Can someone explain a proof that a certain sequence converges by using the Archimedean property, such as the following.
Prove that ${a_n} = \frac{1}{n+1}$ is a sequence that converges to $a=0$ for $n \to \infty$.
Definition: If $a_n$ converges to $a$, then for any $\varepsilon > 0$ there is an index $N$ such that $|a_n - a| < \varepsilon$ for all $n \geq N$.
Proof by the Archimedean property:
Let $\varepsilon >0$ be fixed. By the Archimedean property, there exists an $N$ such that $\frac{1}{N} < \varepsilon$. Since for all $n \geq N$, $a_n = \frac{1}{n+1} < \frac{1}{n} \leq \frac{1}{N}$, we have $|a_n - 0| < \varepsilon$ for all $n \geq N$. Ergo, $\big\{\frac{1}{n+1}\big\}_{n \in \mathbb{N}}$ converges to $0$.
A few questions:
Why is it necessary to state that $n \geq N$?
Since $n$ and $N$ are both suppose to be natural numbers, why is it that Archimedean can’t directly imply $\frac{1}{n} \geq \varepsilon$?

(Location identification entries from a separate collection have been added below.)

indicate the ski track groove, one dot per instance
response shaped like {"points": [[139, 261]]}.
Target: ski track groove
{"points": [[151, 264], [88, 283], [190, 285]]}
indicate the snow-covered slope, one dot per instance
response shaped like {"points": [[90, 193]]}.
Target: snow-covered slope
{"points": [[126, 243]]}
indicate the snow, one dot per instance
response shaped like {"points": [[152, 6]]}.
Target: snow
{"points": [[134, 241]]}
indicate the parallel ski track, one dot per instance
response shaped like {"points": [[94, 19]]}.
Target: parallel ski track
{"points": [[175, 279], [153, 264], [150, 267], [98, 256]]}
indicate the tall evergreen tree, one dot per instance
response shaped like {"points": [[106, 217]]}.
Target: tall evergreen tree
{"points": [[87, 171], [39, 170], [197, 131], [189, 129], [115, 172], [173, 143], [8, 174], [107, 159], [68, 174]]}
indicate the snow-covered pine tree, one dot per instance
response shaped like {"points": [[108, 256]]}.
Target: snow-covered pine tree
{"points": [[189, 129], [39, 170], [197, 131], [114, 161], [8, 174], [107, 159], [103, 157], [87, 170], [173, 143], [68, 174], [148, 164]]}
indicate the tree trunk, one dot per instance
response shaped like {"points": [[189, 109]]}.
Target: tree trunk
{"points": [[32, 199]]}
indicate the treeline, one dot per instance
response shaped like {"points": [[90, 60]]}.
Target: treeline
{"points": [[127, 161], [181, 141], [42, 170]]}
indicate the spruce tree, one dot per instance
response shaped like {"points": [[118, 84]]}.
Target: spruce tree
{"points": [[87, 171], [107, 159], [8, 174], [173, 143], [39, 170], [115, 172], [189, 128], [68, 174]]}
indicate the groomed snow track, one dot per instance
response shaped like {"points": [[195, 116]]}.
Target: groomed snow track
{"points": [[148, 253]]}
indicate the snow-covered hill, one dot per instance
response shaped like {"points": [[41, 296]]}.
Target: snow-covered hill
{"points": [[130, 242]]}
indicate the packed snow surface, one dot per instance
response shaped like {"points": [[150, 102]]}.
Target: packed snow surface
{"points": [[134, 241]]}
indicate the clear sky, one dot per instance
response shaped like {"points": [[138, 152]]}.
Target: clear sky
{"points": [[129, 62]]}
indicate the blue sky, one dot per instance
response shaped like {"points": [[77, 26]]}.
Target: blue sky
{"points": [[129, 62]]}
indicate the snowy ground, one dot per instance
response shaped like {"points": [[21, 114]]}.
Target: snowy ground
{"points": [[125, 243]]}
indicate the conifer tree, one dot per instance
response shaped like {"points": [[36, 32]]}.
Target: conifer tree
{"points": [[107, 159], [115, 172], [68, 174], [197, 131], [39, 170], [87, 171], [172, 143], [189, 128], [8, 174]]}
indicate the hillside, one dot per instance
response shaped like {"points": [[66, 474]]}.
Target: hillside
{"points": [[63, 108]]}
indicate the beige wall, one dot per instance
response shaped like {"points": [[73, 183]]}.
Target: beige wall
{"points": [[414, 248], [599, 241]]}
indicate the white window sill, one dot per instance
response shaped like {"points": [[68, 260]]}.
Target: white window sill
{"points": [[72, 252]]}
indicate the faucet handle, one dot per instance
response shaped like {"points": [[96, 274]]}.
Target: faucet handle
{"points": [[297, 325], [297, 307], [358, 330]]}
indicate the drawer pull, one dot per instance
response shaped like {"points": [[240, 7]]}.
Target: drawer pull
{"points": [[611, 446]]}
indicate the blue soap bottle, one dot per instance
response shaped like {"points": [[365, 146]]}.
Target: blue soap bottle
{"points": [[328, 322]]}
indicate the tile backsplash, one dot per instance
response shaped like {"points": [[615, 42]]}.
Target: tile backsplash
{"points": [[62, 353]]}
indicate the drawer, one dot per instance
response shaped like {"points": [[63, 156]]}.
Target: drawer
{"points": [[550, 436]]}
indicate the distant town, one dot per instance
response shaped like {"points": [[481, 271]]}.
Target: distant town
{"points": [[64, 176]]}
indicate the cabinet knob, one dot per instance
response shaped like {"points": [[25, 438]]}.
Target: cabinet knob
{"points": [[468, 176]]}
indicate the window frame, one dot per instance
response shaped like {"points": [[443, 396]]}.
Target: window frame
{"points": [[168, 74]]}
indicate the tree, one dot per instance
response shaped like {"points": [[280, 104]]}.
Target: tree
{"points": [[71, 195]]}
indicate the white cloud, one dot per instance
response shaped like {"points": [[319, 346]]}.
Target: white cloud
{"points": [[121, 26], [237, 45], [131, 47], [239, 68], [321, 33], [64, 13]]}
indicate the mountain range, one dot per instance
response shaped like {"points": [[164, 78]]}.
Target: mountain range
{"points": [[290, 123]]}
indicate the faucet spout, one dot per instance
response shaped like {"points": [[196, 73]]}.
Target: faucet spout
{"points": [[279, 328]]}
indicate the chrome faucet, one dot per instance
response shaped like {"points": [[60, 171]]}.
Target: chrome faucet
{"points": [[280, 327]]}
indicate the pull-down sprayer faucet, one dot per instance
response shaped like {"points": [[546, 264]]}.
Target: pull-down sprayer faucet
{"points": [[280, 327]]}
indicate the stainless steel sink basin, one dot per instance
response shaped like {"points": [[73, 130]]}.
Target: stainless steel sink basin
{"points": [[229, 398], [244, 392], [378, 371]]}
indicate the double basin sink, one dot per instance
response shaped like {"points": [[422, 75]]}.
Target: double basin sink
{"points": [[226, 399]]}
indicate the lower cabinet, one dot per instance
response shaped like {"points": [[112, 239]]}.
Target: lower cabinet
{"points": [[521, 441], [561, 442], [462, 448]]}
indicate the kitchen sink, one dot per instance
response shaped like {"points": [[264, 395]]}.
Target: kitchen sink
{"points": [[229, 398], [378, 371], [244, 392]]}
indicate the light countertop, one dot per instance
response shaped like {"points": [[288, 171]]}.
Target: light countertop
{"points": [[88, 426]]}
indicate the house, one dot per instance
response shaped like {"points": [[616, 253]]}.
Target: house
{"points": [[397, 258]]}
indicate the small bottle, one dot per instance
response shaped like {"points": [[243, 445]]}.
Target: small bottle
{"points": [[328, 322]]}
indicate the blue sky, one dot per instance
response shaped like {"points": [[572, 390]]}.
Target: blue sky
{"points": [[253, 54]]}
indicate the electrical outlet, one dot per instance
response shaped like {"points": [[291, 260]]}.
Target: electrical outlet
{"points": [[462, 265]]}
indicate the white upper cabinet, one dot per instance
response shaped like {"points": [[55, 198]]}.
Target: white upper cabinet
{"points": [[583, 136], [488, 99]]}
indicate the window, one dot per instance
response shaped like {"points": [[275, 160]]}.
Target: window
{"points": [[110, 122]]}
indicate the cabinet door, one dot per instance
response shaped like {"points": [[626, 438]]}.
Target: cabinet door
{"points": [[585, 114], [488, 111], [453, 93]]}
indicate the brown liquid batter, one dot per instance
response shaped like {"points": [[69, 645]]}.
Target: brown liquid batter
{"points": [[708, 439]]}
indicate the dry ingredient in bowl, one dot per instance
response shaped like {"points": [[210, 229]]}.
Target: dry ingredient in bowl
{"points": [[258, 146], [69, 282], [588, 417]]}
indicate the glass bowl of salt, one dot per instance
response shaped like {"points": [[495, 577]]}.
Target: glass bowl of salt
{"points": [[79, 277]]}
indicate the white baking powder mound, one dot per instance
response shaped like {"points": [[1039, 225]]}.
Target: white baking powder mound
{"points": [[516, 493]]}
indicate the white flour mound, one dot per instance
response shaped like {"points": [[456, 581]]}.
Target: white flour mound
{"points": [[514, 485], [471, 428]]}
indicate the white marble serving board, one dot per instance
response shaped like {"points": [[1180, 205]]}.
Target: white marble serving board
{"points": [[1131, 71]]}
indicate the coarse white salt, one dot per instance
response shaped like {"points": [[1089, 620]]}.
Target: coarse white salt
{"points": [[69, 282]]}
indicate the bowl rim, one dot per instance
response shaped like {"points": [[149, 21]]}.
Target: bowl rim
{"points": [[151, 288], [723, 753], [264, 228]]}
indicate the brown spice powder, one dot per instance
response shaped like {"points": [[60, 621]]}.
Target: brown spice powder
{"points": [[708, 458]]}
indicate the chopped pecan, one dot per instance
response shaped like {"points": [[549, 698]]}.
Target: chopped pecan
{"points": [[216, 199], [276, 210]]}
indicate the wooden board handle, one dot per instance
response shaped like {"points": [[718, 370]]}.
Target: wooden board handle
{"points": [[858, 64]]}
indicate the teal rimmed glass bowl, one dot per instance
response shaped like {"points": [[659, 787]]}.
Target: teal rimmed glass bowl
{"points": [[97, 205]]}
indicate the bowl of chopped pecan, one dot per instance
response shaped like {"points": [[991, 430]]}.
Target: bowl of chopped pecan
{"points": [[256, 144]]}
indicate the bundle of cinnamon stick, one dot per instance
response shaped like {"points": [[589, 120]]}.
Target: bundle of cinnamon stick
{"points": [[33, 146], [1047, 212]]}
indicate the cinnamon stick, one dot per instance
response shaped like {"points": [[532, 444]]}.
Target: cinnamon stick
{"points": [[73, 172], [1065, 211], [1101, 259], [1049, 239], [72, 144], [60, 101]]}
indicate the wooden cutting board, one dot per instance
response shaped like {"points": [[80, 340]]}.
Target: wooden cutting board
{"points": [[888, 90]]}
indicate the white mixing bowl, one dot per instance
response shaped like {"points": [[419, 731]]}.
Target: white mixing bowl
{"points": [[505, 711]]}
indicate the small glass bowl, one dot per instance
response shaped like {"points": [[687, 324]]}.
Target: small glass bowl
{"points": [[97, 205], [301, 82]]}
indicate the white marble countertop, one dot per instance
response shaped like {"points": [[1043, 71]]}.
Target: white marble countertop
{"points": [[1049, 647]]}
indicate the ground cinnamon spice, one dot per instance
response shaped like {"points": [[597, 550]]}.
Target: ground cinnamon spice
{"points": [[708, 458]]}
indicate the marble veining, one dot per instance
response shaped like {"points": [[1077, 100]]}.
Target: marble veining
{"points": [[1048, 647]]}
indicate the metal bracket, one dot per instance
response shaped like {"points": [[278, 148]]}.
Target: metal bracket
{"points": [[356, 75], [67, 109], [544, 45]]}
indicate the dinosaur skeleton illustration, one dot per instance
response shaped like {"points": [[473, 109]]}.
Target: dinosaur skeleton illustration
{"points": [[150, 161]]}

My main confusion is with indexes, if someone could explain to me why we compare an index $n$ to some natural number $N$, that would be nice.
Also, apologies for the poor formatting, I’m still new to stack exchange.
Thank you
I have clarified the proof you gave. Hope that helps you understand the proof.
It seems that you don't fully understand the definition of convergence (or limit of a sequence). The definition of $a_n \to a$ is that, for any $\varepsilon > 0$, we can find a number $N$ such that $|a_n - a| < \epsilon$ for all $n \geq N$. In other words, the sequence converges if the "tail" of $a_n$ gets arbitrarily closer to $a$ as $n \to \infty$.
In order to prove this, we first fix an $\varepsilon > 0$, and then try to find an $N$ so that $|a_n - a| < \epsilon$ for all $n \geq N$. If we can find this number $N$, then the claim in the definition is proven because the $\varepsilon$ we fix is arbitrary. Now the Archimedean property helps us find this $N$.